Published on January 23, 2002

There's something familiar, something half-remembered in this music, with its vaguely Spanish melodic snippets, its Eastern European-flavored rhythms. The singer has a piercing tenor not unlike that of Radiohead's Thom Yorke. Violins shine with tremulous vibrato on each note of a mournful introduction and then explode into furious bow-slinging for the body of the song. DeVotchKa plays with musical influences -- the emphasis belongs on "play." The members of this Colorado-based quintet are students of international sounds, but they don't seem interested in digging too deep. By avoiding mastery of any one ethnic style, DeVotchKa creates what might be described as American gypsy music, a fusion of whatever intriguing sounds have crossed the band members' paths.

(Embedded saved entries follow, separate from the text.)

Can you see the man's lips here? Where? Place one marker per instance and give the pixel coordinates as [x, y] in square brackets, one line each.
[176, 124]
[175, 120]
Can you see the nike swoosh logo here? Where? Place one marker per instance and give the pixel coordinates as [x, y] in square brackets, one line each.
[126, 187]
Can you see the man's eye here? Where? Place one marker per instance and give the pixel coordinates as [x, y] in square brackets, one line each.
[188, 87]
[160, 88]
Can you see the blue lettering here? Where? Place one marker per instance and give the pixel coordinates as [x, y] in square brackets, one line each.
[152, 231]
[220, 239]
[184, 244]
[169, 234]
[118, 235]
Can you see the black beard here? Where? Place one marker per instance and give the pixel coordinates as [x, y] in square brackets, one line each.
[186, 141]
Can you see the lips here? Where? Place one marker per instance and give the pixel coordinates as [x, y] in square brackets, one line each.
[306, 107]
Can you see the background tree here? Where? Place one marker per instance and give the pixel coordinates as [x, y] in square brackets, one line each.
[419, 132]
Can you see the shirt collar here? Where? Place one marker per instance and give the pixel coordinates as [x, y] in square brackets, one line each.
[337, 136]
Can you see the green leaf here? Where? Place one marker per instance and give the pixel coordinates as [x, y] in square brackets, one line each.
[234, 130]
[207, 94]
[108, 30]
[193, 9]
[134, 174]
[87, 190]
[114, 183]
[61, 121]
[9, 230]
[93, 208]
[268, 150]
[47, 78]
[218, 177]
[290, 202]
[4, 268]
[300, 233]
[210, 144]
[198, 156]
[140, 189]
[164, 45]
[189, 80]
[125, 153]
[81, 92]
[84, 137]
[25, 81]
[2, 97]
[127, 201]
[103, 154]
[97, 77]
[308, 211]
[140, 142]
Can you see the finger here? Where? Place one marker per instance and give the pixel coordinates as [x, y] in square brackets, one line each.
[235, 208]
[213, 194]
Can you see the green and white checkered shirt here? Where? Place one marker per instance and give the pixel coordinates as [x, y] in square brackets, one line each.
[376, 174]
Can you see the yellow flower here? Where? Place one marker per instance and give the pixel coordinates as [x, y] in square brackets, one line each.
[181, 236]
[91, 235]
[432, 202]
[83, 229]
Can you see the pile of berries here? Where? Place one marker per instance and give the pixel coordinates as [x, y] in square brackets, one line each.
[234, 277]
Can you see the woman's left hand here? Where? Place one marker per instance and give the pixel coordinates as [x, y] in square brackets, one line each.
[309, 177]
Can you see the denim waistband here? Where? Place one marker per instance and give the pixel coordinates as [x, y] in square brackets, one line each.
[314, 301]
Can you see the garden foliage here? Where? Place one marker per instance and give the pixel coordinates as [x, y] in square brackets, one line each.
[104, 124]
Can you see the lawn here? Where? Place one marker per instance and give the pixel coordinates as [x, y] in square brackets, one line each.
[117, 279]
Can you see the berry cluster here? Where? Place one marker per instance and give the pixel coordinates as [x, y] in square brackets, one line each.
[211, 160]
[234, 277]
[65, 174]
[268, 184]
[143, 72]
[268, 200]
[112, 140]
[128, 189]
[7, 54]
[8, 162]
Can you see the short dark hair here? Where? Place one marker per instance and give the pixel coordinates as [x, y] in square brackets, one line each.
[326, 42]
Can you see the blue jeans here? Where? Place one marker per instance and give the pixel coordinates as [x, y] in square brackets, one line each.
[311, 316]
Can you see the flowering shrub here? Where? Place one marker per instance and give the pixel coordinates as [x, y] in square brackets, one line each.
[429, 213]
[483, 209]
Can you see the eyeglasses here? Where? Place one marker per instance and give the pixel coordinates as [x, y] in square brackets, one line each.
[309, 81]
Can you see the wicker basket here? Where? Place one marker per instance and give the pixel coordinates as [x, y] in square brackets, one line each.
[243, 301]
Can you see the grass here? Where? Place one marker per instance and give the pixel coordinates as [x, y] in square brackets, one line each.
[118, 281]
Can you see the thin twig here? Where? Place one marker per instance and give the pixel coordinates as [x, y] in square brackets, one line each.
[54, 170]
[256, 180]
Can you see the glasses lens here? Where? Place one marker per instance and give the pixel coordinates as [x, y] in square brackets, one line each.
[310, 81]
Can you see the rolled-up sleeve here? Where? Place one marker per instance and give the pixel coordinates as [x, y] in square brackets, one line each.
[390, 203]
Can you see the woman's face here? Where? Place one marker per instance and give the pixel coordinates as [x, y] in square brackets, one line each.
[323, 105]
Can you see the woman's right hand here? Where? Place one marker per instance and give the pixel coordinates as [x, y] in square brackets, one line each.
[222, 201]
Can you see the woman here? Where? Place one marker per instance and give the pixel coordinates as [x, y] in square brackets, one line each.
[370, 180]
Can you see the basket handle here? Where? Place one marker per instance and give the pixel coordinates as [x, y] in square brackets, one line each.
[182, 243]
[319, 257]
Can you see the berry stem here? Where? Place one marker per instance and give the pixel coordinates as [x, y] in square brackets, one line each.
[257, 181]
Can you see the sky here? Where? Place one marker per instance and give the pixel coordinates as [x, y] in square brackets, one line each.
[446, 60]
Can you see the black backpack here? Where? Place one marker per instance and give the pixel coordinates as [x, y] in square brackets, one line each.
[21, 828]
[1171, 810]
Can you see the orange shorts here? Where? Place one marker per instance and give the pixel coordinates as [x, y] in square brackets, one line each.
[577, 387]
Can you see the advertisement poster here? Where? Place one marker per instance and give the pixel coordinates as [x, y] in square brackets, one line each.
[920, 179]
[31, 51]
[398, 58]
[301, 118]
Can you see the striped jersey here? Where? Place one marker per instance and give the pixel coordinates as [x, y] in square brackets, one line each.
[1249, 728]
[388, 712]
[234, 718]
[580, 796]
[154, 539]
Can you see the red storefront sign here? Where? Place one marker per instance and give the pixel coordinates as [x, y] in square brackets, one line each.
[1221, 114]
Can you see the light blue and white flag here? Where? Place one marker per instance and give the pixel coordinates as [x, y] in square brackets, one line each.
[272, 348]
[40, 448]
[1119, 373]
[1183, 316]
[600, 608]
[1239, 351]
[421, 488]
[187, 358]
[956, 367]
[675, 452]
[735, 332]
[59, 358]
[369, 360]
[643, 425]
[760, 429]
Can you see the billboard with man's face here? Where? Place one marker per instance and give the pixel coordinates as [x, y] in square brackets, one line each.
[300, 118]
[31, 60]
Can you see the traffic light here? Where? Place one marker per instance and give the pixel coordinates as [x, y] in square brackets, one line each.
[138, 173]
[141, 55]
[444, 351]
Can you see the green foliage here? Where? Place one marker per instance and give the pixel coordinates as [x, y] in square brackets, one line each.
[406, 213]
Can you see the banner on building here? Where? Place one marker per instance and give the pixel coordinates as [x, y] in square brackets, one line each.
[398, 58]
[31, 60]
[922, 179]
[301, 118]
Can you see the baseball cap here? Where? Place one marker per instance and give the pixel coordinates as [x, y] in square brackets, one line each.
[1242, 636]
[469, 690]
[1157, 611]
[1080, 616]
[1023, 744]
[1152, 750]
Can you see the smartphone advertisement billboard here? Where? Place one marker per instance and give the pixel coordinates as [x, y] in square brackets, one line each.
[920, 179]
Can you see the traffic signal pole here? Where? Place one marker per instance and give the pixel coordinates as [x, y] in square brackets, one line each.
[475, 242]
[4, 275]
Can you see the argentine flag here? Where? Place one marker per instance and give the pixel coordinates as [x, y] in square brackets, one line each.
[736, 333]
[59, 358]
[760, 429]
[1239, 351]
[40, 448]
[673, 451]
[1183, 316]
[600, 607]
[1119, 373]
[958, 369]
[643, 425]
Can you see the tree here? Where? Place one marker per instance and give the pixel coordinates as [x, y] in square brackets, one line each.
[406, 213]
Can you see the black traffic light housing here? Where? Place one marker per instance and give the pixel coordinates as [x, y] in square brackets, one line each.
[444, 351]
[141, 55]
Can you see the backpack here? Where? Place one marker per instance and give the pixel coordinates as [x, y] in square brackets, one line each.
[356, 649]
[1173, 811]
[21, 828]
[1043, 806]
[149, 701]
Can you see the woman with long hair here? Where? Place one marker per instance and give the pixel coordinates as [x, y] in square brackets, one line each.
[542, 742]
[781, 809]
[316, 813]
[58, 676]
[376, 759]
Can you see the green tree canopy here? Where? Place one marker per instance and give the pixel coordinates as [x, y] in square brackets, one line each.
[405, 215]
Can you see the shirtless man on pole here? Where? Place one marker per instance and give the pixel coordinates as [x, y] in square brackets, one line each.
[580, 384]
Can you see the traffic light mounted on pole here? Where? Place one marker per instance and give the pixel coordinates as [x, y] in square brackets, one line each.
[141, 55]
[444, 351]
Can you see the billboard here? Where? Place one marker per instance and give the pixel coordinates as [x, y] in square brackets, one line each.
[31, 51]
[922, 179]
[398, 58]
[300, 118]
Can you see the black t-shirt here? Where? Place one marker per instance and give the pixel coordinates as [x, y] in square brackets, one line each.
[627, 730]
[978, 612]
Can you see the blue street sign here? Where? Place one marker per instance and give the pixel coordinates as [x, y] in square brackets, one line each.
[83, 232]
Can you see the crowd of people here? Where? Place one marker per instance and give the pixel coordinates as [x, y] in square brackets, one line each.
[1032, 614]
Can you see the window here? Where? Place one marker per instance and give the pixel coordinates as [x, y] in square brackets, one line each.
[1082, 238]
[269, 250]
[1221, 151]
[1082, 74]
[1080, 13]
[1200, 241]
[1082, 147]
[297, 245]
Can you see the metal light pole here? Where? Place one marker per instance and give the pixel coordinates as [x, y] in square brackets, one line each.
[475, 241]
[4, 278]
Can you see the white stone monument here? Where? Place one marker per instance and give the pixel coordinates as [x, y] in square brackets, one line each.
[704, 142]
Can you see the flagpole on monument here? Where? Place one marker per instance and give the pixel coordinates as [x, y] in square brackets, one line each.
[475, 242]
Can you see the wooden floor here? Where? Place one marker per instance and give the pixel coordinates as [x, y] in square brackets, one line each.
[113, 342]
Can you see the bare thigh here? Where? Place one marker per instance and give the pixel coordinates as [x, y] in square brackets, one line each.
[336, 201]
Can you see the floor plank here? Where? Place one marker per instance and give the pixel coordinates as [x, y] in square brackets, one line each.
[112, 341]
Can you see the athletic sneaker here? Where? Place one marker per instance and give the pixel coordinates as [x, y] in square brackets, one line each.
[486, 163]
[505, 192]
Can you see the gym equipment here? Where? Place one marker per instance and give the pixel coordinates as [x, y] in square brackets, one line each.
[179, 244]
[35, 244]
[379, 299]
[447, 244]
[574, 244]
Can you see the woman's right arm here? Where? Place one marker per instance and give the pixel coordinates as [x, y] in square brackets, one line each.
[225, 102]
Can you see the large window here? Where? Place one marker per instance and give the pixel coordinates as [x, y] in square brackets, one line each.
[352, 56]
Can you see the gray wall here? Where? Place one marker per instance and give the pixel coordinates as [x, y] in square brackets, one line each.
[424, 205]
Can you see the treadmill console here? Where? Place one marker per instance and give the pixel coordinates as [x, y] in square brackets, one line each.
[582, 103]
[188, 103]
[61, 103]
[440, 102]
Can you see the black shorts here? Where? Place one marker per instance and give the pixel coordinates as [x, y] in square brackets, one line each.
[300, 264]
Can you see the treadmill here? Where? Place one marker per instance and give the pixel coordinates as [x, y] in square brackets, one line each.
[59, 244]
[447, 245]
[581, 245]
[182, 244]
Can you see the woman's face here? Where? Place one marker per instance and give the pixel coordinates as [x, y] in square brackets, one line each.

Many players have wandered in and out of DeVotchKa's ranks over the past six years, bringing new ideas to the stylistic mix. Singer and principal songwriter Nick Urata remains the constant; the fact that he plays guitar and trumpet, two instruments diametrically opposed in the techniques required, suggests the diversity of his musical brain patterns. Right now, membership in the band seems to require the ability to play one wind instrument and one hand: Tom Hagerman plays violin and accordion, Paul Fonfera plays clarinet and cello, Jeanie Schroeder plays sousaphone and upright bass and Sean King plays drums (he apparently gets an exemption from wind duties). This lineup appeared at the Way Out Club twice last year and blew the audience away on each occasion. Don't miss them.